In a tearful interview with ABC 11, Mike Collins, Matthew’s father, says that it seemed appropriate to him for a patriotic-themed event and his son felt “humiliated” and left the event. Mike Collins said although he is a Democrat, Donald Trump is the president and his son shouldn’t have been forced to remove the shirt.
After receiving a lot of backlash from the community, as well as national attention from social media, the Harnett County School System released a statement announcing leadership changes at their schools.

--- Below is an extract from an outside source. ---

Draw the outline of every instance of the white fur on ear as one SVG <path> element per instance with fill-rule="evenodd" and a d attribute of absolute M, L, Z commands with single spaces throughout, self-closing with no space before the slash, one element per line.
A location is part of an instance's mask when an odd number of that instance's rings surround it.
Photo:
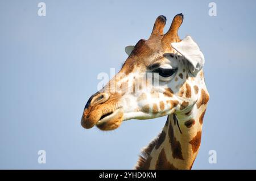
<path fill-rule="evenodd" d="M 190 36 L 178 43 L 171 43 L 172 48 L 185 57 L 191 63 L 189 68 L 192 74 L 196 75 L 201 70 L 204 64 L 204 56 L 196 43 Z"/>
<path fill-rule="evenodd" d="M 127 54 L 128 54 L 128 56 L 130 55 L 130 54 L 131 54 L 131 51 L 133 50 L 133 49 L 134 48 L 135 46 L 127 46 L 126 47 L 125 47 L 125 52 L 126 52 Z"/>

“Effective immediately, Ms. Catherine Jones, current principal at Harnett Primary, will serve as principal at Harnett Central High School,” the statement said. “Harnett County Schools leadership appreciates all the patience of families, students, and the community during this process. Again, we want to emphasize that Harnett County Schools supports and affirms students’ rights to express themselves — including wearing clothing expressing political messages or supporting political candidates or officeholders — in ways that are not expected to disrupt school or school events.”

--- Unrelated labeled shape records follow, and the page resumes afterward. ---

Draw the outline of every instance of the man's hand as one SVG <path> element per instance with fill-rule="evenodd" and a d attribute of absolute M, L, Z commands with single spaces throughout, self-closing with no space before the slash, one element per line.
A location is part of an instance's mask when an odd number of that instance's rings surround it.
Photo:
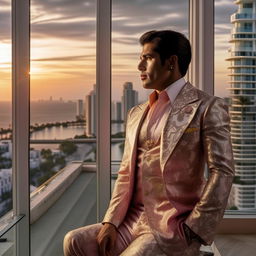
<path fill-rule="evenodd" d="M 111 256 L 116 242 L 117 231 L 113 224 L 105 223 L 99 234 L 97 235 L 97 242 L 101 256 Z"/>

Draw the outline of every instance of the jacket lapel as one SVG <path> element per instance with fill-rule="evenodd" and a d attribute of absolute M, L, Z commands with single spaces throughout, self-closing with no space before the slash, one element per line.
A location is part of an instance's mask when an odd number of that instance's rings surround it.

Last year, a campus free speech bill passed in North Carolina focusing on state-run universities. This and other policies have resulted in the state having the most “green lit” campuses in the United States, with eight such schools — according to campus free speech organization FIRE.

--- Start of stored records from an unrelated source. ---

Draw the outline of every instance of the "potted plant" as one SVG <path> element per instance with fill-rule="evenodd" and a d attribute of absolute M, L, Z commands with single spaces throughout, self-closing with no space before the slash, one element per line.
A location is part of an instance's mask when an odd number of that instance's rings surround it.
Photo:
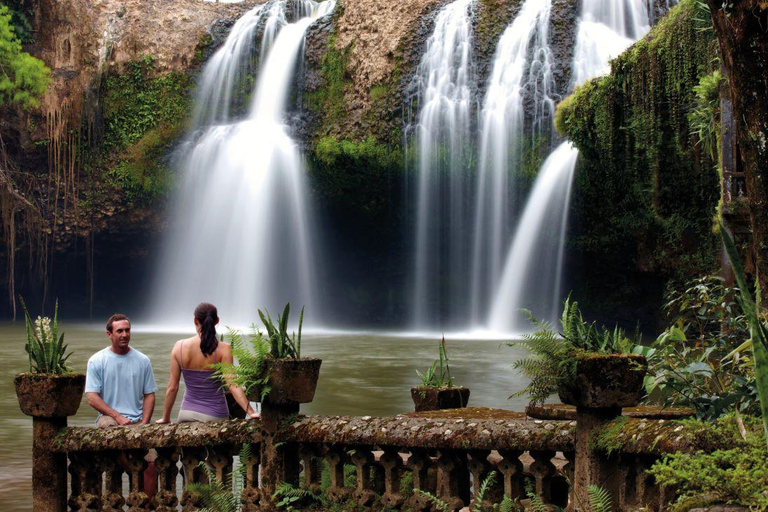
<path fill-rule="evenodd" d="M 529 314 L 530 316 L 530 314 Z M 562 332 L 530 316 L 538 327 L 524 341 L 510 343 L 531 352 L 513 365 L 531 381 L 513 396 L 529 395 L 541 403 L 557 393 L 563 403 L 591 409 L 632 407 L 643 397 L 647 362 L 642 347 L 622 329 L 587 323 L 578 303 L 566 299 Z"/>
<path fill-rule="evenodd" d="M 311 402 L 315 397 L 320 376 L 321 359 L 301 357 L 301 327 L 304 308 L 299 315 L 299 332 L 288 334 L 291 305 L 286 304 L 277 324 L 269 312 L 259 310 L 266 336 L 254 324 L 247 340 L 243 334 L 230 330 L 232 353 L 237 364 L 214 365 L 216 377 L 222 382 L 230 380 L 242 387 L 246 396 L 254 401 L 271 404 L 297 404 Z"/>
<path fill-rule="evenodd" d="M 64 333 L 59 334 L 59 303 L 56 302 L 53 320 L 38 317 L 34 322 L 27 305 L 21 299 L 29 354 L 29 371 L 13 379 L 21 411 L 40 418 L 66 418 L 80 407 L 85 389 L 85 375 L 67 368 L 67 345 Z"/>
<path fill-rule="evenodd" d="M 458 409 L 467 406 L 469 388 L 457 387 L 453 384 L 451 369 L 448 366 L 448 354 L 445 351 L 445 336 L 440 340 L 438 352 L 438 359 L 432 363 L 427 373 L 416 370 L 416 374 L 421 379 L 421 386 L 411 388 L 411 398 L 416 412 Z"/>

While the incident in Angier over the Trump jersey is at a high school, not a college, and the rules differ quite a bit for these schools, FIRE executive director Robert Shibling told the North State Journal that free expression in an educational environment is still important no matter the age of the student.
“Nearly 50 years ago, in a case where a student wished to wear a black armband to a public school to protest the Vietnam War, the Supreme Court affirmed that students do not lose their First Amendment rights at the schoolhouse gate,” Shibling told the NSJ. “While high schools retain the right to regulate clothing that causes, or could reasonably cause, a disruption to students’ education, there’s virtually no possibility that a court would find this particular request to be reasonable — and it appears that the Harnett County school system agrees.”
The Collins family indicates they are not planning to take any legal action on the matter.